Pakistan was last on the Security Council in 2003 and it has been on the council with India in the past. Their UN envoys insist that any regional rivalry will be put aside.
“There will be no problem. We want to work together,” said Abdullah Hussain Haroon, Pakistan’s ambassador. “There are many issues where we have common views,” added India’s UN envoy Hardeep Singh Puri.
“The danger would be if something came up between them, like something in Kashmir or a terrorist attack,” said Thomas Weiss, head of the Ralph Bunche Institute for International Studies at City University of New York (CUNY).
“But they have already shown that they can operate on the Security Council at the same time.”

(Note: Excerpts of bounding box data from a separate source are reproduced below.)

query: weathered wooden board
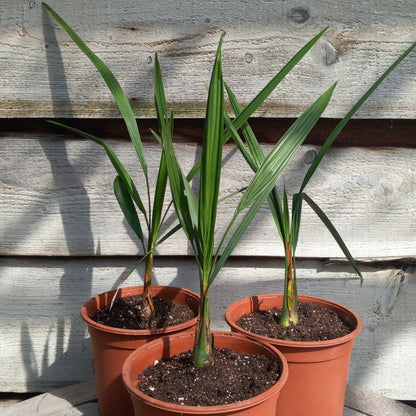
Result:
[0,257,416,400]
[0,135,416,259]
[0,0,416,118]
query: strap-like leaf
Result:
[187,28,328,180]
[224,28,328,140]
[237,84,336,212]
[198,37,224,271]
[47,120,147,221]
[303,193,362,279]
[114,175,146,247]
[42,3,147,180]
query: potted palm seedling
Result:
[123,31,335,416]
[226,35,416,416]
[44,3,199,416]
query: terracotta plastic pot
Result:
[123,331,288,416]
[81,286,199,416]
[225,294,362,416]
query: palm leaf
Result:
[302,193,363,279]
[114,175,146,247]
[198,37,224,270]
[237,84,336,212]
[42,3,147,177]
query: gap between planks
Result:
[3,381,416,416]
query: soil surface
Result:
[138,349,280,406]
[91,295,196,329]
[237,302,351,341]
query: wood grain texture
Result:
[0,135,416,258]
[0,258,416,400]
[0,0,416,118]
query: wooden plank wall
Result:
[0,0,416,400]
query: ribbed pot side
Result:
[225,294,362,416]
[81,286,199,416]
[123,331,288,416]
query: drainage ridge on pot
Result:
[122,331,288,416]
[81,286,199,416]
[225,294,362,416]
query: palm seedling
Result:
[43,3,179,321]
[226,34,416,326]
[155,31,335,367]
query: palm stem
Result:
[193,287,213,367]
[280,242,298,326]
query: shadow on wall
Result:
[21,8,94,390]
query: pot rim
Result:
[122,331,289,415]
[225,293,362,348]
[80,285,199,336]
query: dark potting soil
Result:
[237,302,351,341]
[138,349,280,406]
[91,295,196,329]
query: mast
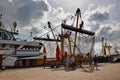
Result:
[73,8,81,55]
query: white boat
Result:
[0,16,43,66]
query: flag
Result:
[56,44,60,61]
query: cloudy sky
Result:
[0,0,120,53]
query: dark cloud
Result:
[0,0,49,26]
[88,12,110,22]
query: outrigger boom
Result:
[61,24,95,36]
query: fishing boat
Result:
[0,15,43,67]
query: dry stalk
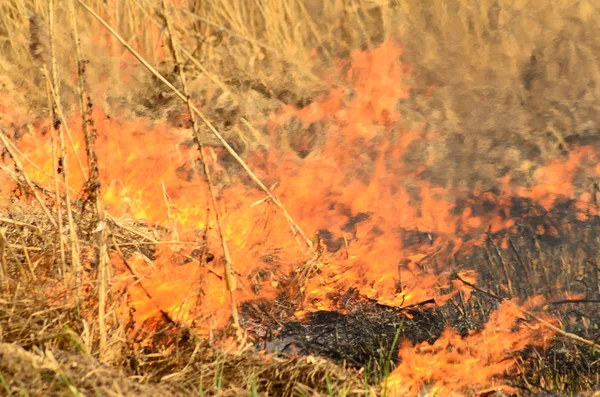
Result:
[77,0,315,254]
[67,0,109,361]
[43,0,67,288]
[161,0,241,331]
[48,41,85,283]
[0,129,58,229]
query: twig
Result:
[161,0,241,332]
[77,0,315,253]
[486,233,514,299]
[67,0,109,360]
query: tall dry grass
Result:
[0,0,600,192]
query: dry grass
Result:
[0,0,600,396]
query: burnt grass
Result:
[0,181,600,396]
[237,190,600,395]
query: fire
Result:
[2,38,600,395]
[386,301,553,396]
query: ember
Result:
[0,0,600,396]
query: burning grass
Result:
[0,0,600,396]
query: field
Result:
[0,0,600,397]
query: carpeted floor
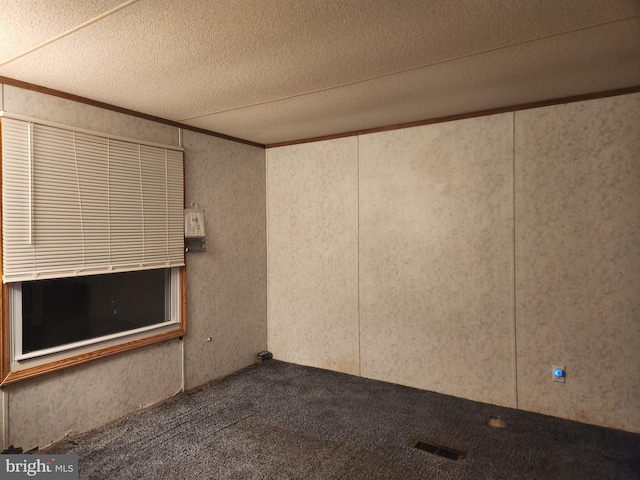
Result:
[42,360,640,480]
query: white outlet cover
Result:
[551,365,567,383]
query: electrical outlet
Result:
[551,365,567,383]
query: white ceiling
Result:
[0,0,640,144]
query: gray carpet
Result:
[41,360,640,480]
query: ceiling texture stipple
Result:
[0,0,640,144]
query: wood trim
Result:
[266,85,640,149]
[0,121,187,387]
[0,328,187,386]
[0,75,265,148]
[0,118,11,385]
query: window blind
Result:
[1,117,184,283]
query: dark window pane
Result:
[22,269,170,354]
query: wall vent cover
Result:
[411,440,467,460]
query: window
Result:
[0,114,186,383]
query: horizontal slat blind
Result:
[1,117,184,283]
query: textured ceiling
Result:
[0,0,640,144]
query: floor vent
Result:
[411,440,467,460]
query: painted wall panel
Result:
[183,131,267,388]
[267,137,359,374]
[6,340,182,450]
[515,94,640,432]
[360,114,515,406]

With topics such as the Syria uprising and Iran’s nuclear program again expected to stay near the top of the international agenda, Pakistan is likely to side with countries such as India opposing any sanctions, diplomats said. Weiss at CUNY said that the increasingly contested elections may be a good thing for the Security Council.
He pointed to the example of the UN Human Rights Council which this year expelled Libya because of Muammar Qaddafi’s crackdown. Weiss said this was a sign of the rights council’s greater standing after it introduced competitive elections for seats.
“I don’t know if the Security Council elections this year are the start of a new era, but there is more competition and there is a lot more discussion among countries about the pluses and minuses of different states,” Weiss said.
Five of the non-permanent seats on the Security Council are rotated each year. Britain, China, France, Russia and United States are permanent members of the council. The election will also see the end of the presence of all five BRICS emerging powers -- Brazil, Russia, India, China and South Africa -- on the council as Brazil will leave at the end of the year.
Published in The Express Tribune, October 21st, 2011.